Frequently Asked Questions

What is the most efficient way to find duplicates in an array?
Use a HashSet to track seen elements and a second set to collect duplicates. For each element, check if it exists in the visited set. If yes, it is a duplicate. This runs in O(n) average time for detection, plus O(k log k) for sorting the k duplicates. The overall complexity is O(n log n) in the worst case when many elements are duplicates.
Why use a TreeSet instead of a HashSet for the duplicates?
A TreeSet automatically maintains elements in sorted order, which satisfies the requirement that the result be sorted. Using a HashSet for duplicates would require a separate sorting step at the end. In Java, TreeSet uses a red-black tree internally, giving O(log n) insertion and guaranteed sorted iteration.
What is the time complexity of this solution?
The time complexity is O(n log n) where n is the array length. Iterating through the array is O(n). Each insertion into the TreeSet is O(log n) in the worst case. If you use a HashSet for duplicates instead, detection is O(n) average but you need O(k log k) to sort the k duplicates at the end.
What is the space complexity of this solution?
The space complexity is O(n) because the visited set may store up to n elements (when all elements are unique). The duplicate set stores at most n/2 elements. Together, the auxiliary space is linear in the size of the input array.
How does this problem differ from checking if any duplicate exists?
The simpler 'contains duplicate' variant only needs a boolean answer and can return true as soon as a single duplicate is found. This problem requires collecting all duplicates, deduplicating them, and returning them sorted. You cannot short-circuit on the first duplicate because you need to find every duplicate in the array.
Can you solve this problem without extra space?
If the array can be modified, you can sort it in-place in O(n log n) time and then scan for adjacent equal elements in O(n) time, using O(1) extra space. However, sorting mutates the input, which may not be acceptable. The HashSet approach preserves the original array at the cost of O(n) space.
How do you handle negative numbers and duplicates?

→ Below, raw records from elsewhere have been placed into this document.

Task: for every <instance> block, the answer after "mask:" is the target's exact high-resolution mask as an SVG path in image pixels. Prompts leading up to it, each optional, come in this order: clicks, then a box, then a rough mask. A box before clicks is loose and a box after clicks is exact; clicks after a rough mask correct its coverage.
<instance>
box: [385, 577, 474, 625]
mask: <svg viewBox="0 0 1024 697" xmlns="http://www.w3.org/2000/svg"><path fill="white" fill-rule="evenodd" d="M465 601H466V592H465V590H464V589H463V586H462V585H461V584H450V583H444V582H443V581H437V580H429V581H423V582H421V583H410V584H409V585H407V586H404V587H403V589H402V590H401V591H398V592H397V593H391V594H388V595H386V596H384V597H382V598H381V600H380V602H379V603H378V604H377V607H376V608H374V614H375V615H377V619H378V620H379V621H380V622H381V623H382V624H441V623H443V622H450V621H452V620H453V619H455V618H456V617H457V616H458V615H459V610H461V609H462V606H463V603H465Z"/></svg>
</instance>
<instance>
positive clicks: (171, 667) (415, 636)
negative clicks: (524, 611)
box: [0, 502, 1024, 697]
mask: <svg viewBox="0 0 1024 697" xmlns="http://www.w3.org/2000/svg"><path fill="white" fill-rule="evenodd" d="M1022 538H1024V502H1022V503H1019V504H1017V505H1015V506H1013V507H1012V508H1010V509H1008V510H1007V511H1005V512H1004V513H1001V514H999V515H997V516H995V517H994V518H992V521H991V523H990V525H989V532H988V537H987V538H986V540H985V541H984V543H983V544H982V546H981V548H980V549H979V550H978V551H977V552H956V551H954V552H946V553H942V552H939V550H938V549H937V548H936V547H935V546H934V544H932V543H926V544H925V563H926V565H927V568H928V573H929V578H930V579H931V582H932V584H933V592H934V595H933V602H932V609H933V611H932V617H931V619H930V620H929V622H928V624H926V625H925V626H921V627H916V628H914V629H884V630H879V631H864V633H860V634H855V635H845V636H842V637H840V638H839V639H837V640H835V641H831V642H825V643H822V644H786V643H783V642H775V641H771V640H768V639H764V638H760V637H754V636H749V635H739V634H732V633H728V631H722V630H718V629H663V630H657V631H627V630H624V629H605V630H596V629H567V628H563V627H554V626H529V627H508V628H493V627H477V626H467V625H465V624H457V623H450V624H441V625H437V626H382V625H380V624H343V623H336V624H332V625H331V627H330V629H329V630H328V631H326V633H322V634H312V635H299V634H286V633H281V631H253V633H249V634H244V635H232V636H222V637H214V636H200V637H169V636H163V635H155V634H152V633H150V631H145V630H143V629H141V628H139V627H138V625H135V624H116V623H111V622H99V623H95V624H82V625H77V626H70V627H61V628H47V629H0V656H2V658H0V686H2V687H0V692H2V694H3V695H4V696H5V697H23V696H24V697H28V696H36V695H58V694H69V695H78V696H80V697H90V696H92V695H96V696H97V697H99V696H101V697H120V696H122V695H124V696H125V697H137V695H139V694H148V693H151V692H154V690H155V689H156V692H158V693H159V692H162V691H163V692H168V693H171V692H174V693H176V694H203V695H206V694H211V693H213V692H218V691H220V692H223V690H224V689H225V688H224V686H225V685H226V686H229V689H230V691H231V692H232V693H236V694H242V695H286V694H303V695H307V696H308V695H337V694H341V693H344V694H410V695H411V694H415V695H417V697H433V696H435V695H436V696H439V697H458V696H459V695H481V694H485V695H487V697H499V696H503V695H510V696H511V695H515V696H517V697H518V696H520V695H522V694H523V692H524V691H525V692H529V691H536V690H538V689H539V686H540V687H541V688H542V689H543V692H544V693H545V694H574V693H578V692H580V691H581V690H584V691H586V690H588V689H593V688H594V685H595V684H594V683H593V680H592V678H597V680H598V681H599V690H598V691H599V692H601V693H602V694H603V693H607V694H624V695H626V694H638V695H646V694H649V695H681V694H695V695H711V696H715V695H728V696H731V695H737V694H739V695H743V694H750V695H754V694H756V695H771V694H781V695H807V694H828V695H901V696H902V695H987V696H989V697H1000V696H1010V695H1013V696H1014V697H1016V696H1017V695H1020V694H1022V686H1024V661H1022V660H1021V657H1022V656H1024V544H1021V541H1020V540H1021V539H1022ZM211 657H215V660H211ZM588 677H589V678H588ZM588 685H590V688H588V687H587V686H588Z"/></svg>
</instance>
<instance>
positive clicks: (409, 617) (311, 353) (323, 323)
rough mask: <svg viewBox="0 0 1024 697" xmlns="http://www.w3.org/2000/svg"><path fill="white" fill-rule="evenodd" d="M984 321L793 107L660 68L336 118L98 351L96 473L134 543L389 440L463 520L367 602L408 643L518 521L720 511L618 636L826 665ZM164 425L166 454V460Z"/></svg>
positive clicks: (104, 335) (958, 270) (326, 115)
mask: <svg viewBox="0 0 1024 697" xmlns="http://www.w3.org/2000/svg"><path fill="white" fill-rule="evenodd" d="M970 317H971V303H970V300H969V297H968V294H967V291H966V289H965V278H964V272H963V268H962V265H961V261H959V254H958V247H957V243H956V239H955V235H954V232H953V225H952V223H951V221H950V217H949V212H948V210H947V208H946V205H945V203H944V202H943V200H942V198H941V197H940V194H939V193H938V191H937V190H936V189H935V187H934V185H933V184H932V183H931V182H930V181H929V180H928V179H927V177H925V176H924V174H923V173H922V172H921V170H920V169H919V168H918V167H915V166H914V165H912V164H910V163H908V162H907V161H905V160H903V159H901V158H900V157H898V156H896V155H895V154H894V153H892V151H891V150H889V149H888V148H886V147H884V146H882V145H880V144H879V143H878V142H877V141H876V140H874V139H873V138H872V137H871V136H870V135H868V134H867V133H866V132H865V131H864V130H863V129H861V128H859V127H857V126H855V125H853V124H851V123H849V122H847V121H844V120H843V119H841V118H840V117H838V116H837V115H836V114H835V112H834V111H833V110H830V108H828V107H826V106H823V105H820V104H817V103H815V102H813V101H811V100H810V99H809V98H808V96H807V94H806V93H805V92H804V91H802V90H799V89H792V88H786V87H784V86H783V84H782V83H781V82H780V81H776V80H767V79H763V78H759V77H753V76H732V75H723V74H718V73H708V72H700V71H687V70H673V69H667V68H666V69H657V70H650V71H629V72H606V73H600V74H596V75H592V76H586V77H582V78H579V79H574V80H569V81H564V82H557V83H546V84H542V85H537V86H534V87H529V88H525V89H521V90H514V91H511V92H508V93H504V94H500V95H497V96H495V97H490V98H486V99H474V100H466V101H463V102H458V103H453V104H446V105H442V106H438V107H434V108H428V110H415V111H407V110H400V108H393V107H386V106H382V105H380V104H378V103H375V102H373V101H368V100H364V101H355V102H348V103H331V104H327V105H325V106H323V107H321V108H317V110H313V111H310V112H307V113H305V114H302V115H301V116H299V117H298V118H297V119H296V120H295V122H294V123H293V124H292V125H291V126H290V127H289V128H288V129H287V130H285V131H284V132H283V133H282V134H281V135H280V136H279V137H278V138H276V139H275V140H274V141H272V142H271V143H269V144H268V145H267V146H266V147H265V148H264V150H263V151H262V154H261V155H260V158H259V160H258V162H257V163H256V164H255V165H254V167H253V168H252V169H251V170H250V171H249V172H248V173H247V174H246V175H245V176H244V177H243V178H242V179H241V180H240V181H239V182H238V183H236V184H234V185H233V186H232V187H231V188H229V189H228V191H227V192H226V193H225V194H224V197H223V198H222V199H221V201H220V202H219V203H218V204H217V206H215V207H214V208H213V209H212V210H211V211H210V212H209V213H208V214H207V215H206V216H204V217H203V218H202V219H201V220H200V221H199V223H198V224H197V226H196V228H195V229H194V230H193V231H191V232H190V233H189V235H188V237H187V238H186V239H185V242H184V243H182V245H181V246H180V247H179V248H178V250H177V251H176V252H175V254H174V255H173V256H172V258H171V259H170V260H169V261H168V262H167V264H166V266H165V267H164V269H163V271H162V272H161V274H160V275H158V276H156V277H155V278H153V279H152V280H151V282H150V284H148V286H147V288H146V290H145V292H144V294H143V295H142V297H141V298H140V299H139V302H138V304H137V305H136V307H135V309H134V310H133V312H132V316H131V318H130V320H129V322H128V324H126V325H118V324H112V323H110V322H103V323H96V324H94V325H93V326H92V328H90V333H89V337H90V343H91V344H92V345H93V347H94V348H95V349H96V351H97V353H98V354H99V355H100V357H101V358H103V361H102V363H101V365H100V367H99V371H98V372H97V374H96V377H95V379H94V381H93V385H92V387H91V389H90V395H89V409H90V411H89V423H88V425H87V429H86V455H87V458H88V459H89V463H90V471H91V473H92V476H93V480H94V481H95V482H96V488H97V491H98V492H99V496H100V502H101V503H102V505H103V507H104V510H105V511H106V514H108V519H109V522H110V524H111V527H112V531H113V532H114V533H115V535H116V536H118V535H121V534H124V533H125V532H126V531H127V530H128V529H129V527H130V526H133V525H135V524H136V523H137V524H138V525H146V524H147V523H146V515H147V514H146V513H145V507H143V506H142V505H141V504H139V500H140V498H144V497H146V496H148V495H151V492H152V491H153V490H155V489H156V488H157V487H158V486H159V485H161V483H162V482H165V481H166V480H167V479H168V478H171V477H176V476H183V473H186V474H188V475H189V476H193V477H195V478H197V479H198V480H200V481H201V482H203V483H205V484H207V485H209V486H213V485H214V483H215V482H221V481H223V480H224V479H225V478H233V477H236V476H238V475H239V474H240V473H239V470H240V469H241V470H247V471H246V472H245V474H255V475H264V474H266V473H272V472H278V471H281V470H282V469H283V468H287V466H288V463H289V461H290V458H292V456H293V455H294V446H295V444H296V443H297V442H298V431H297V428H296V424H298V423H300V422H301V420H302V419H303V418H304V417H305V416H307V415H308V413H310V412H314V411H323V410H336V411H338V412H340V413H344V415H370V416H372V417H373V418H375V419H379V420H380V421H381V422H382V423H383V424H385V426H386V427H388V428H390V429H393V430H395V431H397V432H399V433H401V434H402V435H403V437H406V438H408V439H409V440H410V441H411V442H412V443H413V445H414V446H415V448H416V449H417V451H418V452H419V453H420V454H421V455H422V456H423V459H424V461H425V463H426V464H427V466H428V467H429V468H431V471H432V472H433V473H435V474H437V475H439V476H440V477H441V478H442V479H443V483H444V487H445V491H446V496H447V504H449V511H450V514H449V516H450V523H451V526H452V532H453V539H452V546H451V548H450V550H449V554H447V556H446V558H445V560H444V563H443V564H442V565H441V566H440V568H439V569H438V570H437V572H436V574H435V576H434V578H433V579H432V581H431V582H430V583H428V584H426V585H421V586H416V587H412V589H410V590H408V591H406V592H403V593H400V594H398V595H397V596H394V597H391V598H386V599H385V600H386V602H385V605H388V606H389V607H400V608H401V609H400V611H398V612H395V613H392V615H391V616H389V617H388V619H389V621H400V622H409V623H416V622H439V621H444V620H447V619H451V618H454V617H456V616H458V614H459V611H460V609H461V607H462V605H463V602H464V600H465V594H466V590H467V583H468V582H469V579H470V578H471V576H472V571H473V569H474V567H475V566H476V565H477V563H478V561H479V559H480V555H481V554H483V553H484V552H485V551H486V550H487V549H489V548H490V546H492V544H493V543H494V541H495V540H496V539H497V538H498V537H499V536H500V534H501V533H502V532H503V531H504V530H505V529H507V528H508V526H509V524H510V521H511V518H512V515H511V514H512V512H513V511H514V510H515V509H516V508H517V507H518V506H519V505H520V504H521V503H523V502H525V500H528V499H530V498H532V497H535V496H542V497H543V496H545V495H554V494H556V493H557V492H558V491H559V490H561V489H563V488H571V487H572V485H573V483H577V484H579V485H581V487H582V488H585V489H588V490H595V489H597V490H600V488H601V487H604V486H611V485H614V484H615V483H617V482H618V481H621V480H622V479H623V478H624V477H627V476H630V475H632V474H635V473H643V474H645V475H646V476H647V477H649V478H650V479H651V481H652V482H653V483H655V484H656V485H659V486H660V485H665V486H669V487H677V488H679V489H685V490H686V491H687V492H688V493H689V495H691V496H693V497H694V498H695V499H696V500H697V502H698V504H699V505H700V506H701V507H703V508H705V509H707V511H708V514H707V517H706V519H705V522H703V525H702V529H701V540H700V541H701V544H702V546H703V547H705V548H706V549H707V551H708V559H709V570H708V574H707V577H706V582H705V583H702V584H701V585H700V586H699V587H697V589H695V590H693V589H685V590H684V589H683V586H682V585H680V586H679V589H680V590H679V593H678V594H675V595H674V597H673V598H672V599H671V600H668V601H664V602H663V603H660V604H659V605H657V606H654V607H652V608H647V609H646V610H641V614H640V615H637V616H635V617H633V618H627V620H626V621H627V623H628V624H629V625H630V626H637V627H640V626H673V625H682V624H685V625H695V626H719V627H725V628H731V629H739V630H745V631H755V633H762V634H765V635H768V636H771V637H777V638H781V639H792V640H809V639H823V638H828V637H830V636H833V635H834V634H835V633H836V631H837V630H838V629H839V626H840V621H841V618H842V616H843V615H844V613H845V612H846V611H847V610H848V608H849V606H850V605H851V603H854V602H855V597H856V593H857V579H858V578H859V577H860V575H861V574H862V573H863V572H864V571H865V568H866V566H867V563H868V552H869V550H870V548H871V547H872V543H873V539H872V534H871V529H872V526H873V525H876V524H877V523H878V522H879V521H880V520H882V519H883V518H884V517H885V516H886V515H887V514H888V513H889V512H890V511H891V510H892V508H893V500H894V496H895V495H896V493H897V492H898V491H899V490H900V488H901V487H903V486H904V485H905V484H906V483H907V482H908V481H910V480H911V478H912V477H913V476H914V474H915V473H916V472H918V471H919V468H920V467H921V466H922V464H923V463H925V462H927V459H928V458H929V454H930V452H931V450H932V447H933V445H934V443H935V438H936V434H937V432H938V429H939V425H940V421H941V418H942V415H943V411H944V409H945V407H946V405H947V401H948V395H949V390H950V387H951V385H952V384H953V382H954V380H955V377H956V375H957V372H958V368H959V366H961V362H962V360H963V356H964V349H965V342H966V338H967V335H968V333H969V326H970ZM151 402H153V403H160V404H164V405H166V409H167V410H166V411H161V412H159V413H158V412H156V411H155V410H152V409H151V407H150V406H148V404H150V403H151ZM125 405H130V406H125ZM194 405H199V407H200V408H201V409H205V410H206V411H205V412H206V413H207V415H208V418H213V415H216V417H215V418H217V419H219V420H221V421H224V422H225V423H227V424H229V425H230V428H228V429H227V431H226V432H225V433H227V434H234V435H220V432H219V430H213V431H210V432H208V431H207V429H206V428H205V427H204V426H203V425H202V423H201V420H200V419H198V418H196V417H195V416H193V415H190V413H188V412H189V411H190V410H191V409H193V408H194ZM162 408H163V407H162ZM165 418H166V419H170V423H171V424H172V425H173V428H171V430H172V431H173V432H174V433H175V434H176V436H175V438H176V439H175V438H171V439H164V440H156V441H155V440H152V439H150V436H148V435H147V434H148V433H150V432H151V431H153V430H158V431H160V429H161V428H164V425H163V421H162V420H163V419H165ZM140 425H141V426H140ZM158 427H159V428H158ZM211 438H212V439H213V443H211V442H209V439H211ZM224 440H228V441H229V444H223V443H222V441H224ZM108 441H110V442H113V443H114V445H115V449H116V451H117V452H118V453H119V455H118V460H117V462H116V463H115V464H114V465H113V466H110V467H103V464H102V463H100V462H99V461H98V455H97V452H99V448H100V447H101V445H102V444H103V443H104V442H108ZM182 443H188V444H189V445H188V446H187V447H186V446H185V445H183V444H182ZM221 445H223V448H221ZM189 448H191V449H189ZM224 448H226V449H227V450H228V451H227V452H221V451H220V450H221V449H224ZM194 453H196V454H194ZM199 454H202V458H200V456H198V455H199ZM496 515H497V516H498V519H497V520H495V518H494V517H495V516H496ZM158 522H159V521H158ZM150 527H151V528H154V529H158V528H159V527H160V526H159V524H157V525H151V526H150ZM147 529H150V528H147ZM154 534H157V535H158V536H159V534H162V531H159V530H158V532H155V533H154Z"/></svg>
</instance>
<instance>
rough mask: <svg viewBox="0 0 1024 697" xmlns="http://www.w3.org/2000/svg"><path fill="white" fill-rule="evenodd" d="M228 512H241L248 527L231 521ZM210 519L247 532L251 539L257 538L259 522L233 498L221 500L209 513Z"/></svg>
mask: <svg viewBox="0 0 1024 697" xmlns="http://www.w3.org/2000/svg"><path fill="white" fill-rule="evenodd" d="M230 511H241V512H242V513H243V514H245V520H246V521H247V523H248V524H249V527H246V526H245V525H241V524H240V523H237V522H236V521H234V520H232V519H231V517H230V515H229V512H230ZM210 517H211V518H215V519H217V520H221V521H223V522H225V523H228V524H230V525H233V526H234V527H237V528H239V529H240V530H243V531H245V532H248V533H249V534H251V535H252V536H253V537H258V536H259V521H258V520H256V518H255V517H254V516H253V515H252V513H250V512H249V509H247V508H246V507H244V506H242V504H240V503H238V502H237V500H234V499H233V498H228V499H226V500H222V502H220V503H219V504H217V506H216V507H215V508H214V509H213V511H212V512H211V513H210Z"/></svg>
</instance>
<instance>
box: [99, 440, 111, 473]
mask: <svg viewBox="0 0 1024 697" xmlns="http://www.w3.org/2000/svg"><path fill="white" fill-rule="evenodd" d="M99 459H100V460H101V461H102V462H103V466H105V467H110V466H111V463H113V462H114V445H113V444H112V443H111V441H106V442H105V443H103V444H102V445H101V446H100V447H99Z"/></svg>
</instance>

HashSet and TreeSet handle negative integers the same as positive ones. The comparison and hashing operations work correctly for all integer values within the constraint range of -10^9 to 10^9. The sorted output will place negative duplicates before positive ones, as expected.
What are real-world applications of duplicate detection?
Duplicate detection is used in database deduplication (removing duplicate records), spam filtering (detecting repeated messages), file systems (identifying duplicate files via checksums), network packet deduplication, data pipeline validation, and ETL processes that need to ensure uniqueness before loading data into a warehouse.